# Neolamprologus Multifasciatus Species Tank



## bccromer (Apr 13, 2004)

Hello all. It's been awhile since I have posted here because I haven't had a tank in several years. My girlfriend got me a tank for Valentine's Day since she knows I have been wanting another one. It is a 6 gallon Fluval Edge tank. I like the tank and with space limitations it works for now. The only problem is I am a cichlid addict and of course want to put some cichlids in it. I have been looking at Multies as a possible tank since they stay small.

I'm just curious what you guys think about if they would work in this tank, and if so how many and what ration should I try to get. I know they will probably breed and that is fine. I will just let them grow up in the tank with the parents then sell them off when they get big enough.

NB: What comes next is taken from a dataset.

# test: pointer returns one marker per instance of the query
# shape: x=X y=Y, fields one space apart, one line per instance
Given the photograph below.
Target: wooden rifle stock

Any advice would be wonderful as I have never kept shell dwellers before, but think it would be awesome to give it a try.


----------



## triscuit (May 6, 2005)

I'd go for 1 male, 2 females for multies, and throw about 20-30 shells in there, piled up. :thumb: Your other option would be a pair of L. brevis...


----------



## bccromer (Apr 13, 2004)

I may do the multies and get another tank right beside it and do some brevis. Other than shells for them to live in, is there anything else I need to know to make them thrive? I will get sand substrate, get my ph correct and all that. I just mean in general about these 2 species.

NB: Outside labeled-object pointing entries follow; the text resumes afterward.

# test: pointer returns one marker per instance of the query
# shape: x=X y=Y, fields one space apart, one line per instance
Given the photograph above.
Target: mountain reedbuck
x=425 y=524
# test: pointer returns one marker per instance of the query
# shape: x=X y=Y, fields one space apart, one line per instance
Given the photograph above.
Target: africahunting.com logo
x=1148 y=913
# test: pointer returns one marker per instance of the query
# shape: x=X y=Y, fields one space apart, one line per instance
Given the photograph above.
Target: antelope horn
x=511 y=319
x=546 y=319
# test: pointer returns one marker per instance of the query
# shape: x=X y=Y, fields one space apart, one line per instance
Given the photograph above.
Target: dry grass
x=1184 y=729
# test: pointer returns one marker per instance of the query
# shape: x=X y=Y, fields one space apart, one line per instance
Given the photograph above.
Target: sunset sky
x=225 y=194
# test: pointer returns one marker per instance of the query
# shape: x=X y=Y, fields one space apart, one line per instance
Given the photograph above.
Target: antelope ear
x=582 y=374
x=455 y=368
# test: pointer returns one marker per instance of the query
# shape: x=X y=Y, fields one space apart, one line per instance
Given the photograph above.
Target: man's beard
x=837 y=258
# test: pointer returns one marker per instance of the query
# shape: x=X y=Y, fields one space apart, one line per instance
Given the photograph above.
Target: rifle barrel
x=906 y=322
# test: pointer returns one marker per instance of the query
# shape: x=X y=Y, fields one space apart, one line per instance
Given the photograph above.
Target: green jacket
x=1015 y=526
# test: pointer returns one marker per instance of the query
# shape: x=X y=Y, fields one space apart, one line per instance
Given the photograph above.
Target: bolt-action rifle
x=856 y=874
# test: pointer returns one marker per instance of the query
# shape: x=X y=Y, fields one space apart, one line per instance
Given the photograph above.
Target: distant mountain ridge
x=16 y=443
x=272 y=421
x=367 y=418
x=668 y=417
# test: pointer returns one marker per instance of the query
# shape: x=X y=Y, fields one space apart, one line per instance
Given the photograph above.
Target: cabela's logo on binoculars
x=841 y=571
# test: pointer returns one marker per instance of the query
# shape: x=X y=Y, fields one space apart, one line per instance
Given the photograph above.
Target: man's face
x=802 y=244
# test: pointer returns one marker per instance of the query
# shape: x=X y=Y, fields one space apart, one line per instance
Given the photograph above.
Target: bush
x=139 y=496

Also is it ok to just let the fry grow up in the tank with the parents for both of these species? Granted they are fairly small tanks so I will be limited on how many fish I can have in there, but other than that are there any reasons why the fry can't stay in the tank?


----------



## rck1984 (Feb 13, 2012)

bccromer said:


> I may do the multies and get another tank right beside it and do some brevis. Other than shells for them to live in, is there anything else I need to know to make them thrive? I will get sand substrate, get my ph correct and all that. I just mean in general about these 2 species.
> 
> Also is it ok to just let the fry grow up in the tank with the parents for both of these species? Granted they are fairly small tanks so I will be limited on how many fish I can have in there, but other than that are there any reasons why the fry can't stay in the tank?

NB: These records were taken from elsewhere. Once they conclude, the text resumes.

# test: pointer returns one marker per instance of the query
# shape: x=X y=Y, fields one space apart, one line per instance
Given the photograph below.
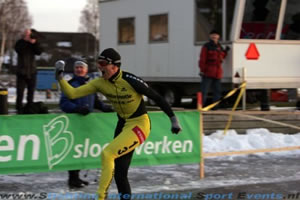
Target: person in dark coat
x=83 y=106
x=210 y=64
x=26 y=48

For the Multifasciatus; Lots of shells on a thin layer of sand. Multifasciatus doesn't like sand, as much as possible shells because multi's breed like rabbits as soon as they know how to. All the fry will claim a shell for their own sooner or later. Besides, shell beds is what they originally live on as well. A thing to keep in mind if you cover up the bottom with shells is to feed them very carefully as all the food they don't take sink to the bottom into the shells. It's impossible to get it out during water changes.

For the Lamprlogus Brevis; A few shells will do. If you go just for a pair, get about 3 for the male and 3 for the female. Make sure the shells are big enough because the a pair of Brevis actually shares one shell after all.

Fry of the Multifasciatus can stay in the tank. As far as I know and have seen, Multi's will remove their own fry as soon as they think the tank is too crowded. Atleast in my case, besides removing fry isn't gonna be easy as they just get into a shell as soon as they feel danger. You have to remove the whole shell then, obviously. As for the Brevis, I am not sure but I think you can keep the fry in the same tank but as soon as they start to grow and get bigger, they will start to claim territoria as well. That's the moment I would take them out as they might clash with the other fishes.

Multi's are fun to have, I can spend hours by observing them :thumb:


----------



## Tropheus311 (Dec 28, 2011)

I was thinking about doing the exact same thing with a recently purchased fluval edge 6 gallon. The idea was vetoed by the gf, but please post any pictures of the setup/tank/fish if you could. I was going to keep 6 Neolamprologus Multifasciatus in the 6 gallon....based on a species profile on the Greater Chicago Cichlid Association (GCCA) website, the author said he successfully kept and bred 6 in a 3 gallon eclipse tank. Made me think it would work in this fluval edge setup.


----------



## darkstar22 (Dec 13, 2010)

Yeah pics please! I really like the look of the Edge.


----------



## jordie94 (Jan 15, 2020)

Would love to find out how this project turned out or if it went ahead ?


----------